The virtual race is on to stop ‘digital doping’

The virtual race is on to stop ‘digital doping’

NEW YORK • The cat-and-mouse battle between athletes who cheat and those who try to find them has gone digital.

With a proliferation of online endurance events during the pandemic, catching cheats is the challenge faced by companies like Zwift, which produces an app that allows amateur and professional cyclists and runners to compete against one another from home.

Now the company is trying to crack down on so-called digital doping, or the practice of manipulating race data to improve digital performances or cover up human or technical errors.

“There’s so much cheating in Zwift that I think a lot of people would like to see more accountability,” said Ray Maker, who writes the endurance sports technology blog DC Rainmaker.

Yet professional athletes publicly accused of gaming Zwift’s system have said they did not intentionally cheat and that they had been made scapegoats as the company tries to show it is taking the matter seriously.

The pressure has been on to get the process right, especially leading to a new event, the Cycling E-sports World Championships, which the International Cycling Union, the global cycling governing body, hosted last Wednesday.

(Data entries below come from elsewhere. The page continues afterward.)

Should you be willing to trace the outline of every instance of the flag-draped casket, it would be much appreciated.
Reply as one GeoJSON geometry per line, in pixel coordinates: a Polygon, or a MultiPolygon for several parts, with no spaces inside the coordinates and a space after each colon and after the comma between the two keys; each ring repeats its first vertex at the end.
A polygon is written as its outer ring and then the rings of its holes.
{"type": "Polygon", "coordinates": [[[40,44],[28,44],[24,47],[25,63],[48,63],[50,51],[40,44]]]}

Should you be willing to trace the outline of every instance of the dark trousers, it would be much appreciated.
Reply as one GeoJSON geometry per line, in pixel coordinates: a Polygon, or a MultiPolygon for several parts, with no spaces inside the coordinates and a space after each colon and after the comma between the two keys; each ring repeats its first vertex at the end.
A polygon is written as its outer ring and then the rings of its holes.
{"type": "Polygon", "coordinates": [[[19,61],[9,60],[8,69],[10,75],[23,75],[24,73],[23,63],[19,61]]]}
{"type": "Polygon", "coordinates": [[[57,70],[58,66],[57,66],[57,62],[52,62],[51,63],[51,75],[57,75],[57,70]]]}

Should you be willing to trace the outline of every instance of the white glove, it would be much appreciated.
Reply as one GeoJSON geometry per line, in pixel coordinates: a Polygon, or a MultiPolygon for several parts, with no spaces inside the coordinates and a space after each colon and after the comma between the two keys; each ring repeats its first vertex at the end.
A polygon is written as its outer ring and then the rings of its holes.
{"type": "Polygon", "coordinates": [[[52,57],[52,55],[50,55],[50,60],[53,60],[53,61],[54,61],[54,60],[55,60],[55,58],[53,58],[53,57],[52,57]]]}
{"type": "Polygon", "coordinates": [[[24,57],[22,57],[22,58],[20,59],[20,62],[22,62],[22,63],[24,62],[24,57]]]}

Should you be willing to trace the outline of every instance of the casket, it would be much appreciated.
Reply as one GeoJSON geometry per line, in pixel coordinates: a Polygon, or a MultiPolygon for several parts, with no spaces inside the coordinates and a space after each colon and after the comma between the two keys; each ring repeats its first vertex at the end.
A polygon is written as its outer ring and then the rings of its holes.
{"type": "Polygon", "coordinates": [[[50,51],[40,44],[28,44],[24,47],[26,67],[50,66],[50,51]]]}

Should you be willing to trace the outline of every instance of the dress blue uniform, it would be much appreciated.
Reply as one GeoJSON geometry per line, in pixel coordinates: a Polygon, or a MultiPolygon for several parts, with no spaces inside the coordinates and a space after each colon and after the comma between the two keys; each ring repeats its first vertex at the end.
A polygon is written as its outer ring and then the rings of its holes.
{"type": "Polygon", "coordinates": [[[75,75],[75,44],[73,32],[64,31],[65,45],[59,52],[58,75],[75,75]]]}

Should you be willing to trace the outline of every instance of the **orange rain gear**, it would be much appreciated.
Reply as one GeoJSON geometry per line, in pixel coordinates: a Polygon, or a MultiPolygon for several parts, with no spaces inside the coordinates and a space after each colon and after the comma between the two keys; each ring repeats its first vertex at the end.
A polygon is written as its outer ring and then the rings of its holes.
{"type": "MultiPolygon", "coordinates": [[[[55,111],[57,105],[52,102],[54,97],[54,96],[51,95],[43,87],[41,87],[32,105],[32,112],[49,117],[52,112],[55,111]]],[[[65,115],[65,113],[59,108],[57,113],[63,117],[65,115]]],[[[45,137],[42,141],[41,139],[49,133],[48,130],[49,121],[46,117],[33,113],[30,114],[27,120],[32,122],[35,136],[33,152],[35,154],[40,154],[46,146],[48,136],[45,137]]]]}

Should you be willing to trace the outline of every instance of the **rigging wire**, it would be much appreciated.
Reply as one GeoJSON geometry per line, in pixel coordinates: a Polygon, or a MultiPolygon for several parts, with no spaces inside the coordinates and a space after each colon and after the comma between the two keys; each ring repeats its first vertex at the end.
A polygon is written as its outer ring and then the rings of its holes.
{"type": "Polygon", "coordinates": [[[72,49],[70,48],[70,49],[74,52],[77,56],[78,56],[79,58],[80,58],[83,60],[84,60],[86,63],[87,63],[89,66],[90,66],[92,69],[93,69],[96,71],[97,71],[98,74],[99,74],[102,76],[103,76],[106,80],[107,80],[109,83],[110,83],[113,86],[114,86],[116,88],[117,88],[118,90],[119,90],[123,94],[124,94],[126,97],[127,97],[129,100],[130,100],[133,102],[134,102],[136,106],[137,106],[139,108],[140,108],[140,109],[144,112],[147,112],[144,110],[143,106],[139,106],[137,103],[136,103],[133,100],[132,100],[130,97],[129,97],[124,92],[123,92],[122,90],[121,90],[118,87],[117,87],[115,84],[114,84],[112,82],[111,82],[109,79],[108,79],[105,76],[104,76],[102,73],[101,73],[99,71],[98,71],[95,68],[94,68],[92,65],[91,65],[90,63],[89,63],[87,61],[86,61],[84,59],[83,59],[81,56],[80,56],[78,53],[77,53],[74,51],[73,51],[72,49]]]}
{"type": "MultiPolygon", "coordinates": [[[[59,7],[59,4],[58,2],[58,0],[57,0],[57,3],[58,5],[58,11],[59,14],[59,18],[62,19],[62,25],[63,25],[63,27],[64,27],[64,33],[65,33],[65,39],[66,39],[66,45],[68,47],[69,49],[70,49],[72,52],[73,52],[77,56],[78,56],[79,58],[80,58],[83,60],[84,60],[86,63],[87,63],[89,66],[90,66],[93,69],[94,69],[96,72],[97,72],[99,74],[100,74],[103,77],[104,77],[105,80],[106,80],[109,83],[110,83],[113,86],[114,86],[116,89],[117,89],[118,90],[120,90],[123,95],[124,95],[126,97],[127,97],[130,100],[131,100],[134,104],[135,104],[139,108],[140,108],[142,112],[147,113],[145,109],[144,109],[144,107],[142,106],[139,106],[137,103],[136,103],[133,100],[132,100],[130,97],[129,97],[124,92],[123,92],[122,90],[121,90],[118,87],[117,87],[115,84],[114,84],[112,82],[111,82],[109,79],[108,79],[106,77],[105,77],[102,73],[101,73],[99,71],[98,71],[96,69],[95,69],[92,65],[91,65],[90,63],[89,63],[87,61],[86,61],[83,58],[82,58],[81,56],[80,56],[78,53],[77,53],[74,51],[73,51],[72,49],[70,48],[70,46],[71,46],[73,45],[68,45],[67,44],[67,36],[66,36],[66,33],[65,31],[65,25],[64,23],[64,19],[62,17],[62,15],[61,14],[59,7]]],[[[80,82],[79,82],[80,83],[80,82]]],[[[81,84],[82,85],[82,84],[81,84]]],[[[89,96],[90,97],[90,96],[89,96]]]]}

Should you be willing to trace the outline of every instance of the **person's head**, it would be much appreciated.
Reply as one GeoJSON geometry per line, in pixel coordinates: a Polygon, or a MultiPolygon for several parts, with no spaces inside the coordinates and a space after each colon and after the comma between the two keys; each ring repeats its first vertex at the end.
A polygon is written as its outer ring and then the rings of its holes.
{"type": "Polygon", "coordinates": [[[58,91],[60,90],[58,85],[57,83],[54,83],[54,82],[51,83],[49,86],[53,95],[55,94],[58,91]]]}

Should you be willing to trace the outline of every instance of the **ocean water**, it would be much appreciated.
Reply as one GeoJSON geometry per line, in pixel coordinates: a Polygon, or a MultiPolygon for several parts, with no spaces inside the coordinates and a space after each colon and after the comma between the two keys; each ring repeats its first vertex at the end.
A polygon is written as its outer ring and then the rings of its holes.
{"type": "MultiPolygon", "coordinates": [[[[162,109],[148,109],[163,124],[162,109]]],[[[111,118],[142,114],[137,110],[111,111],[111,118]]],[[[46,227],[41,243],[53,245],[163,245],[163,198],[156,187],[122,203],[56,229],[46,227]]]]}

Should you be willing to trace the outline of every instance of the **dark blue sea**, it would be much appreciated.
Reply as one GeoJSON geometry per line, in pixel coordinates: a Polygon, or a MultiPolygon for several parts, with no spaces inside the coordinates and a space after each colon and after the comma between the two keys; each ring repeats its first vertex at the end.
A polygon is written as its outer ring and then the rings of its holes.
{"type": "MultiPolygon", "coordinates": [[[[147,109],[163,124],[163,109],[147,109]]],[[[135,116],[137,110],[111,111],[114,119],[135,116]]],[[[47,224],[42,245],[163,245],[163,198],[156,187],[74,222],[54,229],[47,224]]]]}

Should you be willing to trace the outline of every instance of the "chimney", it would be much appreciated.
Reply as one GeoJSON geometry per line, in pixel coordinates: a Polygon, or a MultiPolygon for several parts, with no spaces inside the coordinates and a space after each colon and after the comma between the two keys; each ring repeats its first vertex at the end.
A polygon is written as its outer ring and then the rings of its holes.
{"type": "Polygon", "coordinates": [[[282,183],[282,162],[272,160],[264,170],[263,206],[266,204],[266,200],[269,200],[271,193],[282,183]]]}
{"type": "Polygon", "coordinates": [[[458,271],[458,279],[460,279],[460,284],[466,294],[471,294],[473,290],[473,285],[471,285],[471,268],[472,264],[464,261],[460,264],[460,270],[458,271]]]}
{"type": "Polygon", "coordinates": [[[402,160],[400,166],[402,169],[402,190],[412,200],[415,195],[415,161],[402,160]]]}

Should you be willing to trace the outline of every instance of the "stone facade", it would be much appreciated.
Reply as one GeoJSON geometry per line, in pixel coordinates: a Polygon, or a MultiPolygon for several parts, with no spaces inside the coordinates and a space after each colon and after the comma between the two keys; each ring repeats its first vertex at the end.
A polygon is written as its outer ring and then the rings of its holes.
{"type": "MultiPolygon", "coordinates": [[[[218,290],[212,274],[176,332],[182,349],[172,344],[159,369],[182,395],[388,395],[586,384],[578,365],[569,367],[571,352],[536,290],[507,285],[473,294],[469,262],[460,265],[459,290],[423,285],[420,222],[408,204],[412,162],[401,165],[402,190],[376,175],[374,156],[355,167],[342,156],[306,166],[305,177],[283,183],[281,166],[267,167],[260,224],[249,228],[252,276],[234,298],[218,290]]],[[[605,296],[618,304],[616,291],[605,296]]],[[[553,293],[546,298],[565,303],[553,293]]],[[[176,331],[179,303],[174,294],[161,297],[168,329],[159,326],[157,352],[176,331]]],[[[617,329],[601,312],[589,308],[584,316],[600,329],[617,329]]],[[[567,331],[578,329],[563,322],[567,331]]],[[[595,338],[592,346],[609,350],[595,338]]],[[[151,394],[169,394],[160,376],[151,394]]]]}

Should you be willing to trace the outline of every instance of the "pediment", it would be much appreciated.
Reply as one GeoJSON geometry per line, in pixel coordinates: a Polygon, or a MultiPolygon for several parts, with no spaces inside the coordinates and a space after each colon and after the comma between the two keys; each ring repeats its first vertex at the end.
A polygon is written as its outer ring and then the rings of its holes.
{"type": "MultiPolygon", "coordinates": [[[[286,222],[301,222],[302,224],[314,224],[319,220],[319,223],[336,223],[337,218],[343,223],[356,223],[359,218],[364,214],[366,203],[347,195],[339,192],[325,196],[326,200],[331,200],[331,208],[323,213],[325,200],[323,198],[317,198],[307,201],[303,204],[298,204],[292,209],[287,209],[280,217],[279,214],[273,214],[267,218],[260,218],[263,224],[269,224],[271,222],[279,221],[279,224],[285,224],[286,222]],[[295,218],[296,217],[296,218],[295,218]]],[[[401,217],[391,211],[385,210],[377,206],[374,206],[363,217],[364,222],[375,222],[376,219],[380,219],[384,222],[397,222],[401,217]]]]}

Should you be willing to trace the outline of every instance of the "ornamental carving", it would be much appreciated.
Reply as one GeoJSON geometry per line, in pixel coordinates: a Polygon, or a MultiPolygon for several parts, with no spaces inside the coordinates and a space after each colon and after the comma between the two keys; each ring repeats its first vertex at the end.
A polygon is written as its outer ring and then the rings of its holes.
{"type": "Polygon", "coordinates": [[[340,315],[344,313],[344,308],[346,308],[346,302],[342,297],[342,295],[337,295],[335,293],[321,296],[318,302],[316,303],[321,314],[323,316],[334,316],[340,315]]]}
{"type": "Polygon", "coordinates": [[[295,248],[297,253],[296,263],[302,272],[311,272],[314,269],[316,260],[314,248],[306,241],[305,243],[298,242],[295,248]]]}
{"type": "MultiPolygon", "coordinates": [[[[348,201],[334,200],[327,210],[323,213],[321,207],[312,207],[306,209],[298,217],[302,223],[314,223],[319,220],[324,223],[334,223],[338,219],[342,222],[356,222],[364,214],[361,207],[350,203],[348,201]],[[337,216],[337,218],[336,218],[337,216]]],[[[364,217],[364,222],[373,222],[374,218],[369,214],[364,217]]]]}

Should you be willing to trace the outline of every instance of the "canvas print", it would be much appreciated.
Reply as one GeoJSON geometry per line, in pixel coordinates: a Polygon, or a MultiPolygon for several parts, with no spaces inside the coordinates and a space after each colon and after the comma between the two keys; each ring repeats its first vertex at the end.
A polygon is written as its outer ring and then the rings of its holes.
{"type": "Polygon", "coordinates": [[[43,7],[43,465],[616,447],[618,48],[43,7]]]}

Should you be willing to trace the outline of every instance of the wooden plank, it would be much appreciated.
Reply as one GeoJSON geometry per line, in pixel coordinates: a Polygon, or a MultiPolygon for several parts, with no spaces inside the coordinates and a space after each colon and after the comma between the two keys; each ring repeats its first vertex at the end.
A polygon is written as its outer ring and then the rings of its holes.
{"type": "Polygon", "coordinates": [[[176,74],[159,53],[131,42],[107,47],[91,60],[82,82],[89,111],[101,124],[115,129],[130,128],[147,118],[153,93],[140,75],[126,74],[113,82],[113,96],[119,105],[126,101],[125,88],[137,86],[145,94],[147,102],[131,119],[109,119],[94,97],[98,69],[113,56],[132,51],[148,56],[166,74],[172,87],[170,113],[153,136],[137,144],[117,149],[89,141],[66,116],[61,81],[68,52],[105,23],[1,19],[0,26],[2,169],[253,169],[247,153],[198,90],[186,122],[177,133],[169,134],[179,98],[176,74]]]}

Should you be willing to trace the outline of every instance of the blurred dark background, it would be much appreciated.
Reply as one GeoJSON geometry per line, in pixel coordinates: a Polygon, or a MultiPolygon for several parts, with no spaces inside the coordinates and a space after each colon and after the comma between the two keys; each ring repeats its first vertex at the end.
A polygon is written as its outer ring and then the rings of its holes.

South African Ashleigh Moolman and Germany’s Jason Osborne became cycling’s first virtual world champions when they – or rather their avatars – won the 50km women’s and men’s race on the digital roads of “Watopia”.

In addition to traditional anti-doping controls to bar the use of performance-enhancing drugs, data analysis was employed to prevent digital doping. “We feel confident in the ability to catch cheaters and to police the races,” said Zwift spokesman Chris Snook.

A group called Zwift Accuracy and Data Analysis, made up of sports scientists and technical experts, analyses race data.

It looks at the riders’ race files registered on Zwift and on a second device, and inspects metrics from power meters and heart rate monitors to compare the athletes’ digital race performance to their past data.

Participants also had to submit their height and weight through a recorded video process, providing additional data that influences the rider’s power per weight numbers and final rankings.

After the race, athletes had to manually upload the second race file that they record on a second device connected to a power meter (usually a pedal or another device in their crank arms or chain rings).

This second file is used to double-check the validity of the first file registered on Zwift.

There have been several accusations of digital doping since last year, when British Cycling stripped Cam Jeffers of his Cycling e-Racing Championship title; barring him from all races for six months.

Last month, two riders – Lizi Duncombe of Britain and Israel’s Shanni Berger of Israel – were banned for six months from Zwift races for “fabrication or modification of any data” and “bringing the sport into disrepute”.